Росскам встал и, без видимых усилий оторвав бочку от земли, поднял выше колен.
— Так ты в приличной форме должен быть, если такие таскаешь, — сказал Френсис. — Тяжелая дура.
— Эта, по-твоему, тяжелая? — сказал Росскам и вскинул бочку стоймя на плечо. Потом спустил ее на грудь, перехватил и поставил на землю.

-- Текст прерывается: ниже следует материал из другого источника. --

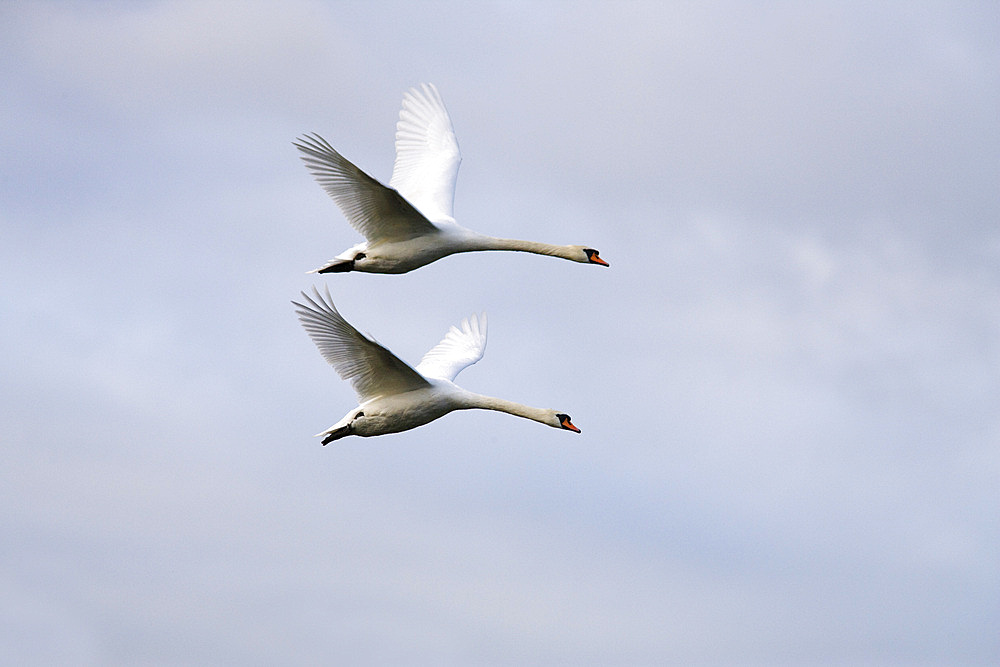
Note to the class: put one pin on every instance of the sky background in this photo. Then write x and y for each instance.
(788, 381)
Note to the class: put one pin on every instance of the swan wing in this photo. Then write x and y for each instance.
(460, 348)
(427, 155)
(373, 370)
(378, 212)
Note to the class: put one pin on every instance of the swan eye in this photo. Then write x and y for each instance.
(593, 257)
(566, 423)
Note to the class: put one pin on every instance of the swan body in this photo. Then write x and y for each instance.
(393, 396)
(410, 222)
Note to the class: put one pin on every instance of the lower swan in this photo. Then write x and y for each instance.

— Всю жизнь поднимаем, — сказал он.
— Да уж вижу. Это все — твое добро?
— Все мое. Не раздумал
— Сколько платишь?
— Семь долларов. А работа до темноты.
— Семь. Немного за ручную работу.
— Другие хватаются за такую.
— Надо бы восемь или девять.
— Найдешь лучше — берись. На семь долларов люди семью кормят целую неделю.
— Семь пятьдесят.
— Семь.
— А-а, ладно — один черт.
— Залезай на телегу.
Проехав на тележке минуты две, Френсис понял, что к вечеру копчик будет жаловаться, если доживет до тех пор. Тележка подскакивала на гранитных плитах и трамвайных рельсах; ехали молча по ясным утренним улицам. Френсис радовался солнечному свету и, глядя, как люди этого старого города встают на работу, открывают магазины и рынки, выходят навстречу дню имущества и прибыли, чувствовал себя богатым.

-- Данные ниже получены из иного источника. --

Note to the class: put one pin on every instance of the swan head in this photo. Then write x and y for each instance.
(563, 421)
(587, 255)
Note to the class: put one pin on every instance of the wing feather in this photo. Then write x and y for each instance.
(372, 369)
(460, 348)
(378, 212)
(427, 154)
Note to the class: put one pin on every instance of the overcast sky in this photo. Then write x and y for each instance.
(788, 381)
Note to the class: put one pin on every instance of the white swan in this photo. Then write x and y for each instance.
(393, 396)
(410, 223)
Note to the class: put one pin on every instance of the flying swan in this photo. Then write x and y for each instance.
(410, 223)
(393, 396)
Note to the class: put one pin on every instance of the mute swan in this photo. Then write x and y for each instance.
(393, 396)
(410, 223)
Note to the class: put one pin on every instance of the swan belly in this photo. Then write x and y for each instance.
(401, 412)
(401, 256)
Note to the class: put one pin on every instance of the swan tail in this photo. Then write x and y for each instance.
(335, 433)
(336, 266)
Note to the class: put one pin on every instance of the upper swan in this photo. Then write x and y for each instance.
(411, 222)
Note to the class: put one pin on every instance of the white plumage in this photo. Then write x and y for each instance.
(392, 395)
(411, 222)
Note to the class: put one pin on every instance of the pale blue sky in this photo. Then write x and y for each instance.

На трезвую голову Френсис всегда тяготел к оптимизму; долгая поездка на товарном поезде, когда выпить было нечего, открывала новые горизонты выживания, и, случалось, он даже сходил с поезда, чтобы поискать работу. Он чувствовал себя богатым, но чувствовал себя мертвым. Он не нашел Элен, он должен ее найти. Элен снова пропала. У этой женщины просто специальность такая — пропадать. Может, пошла куда-нибудь в церковь. Но почему не зашла в миссию за кофе и за Френсисом? Почему, черт возьми, каждый раз из-за нее Френсис должен чувствовать себя мертвым?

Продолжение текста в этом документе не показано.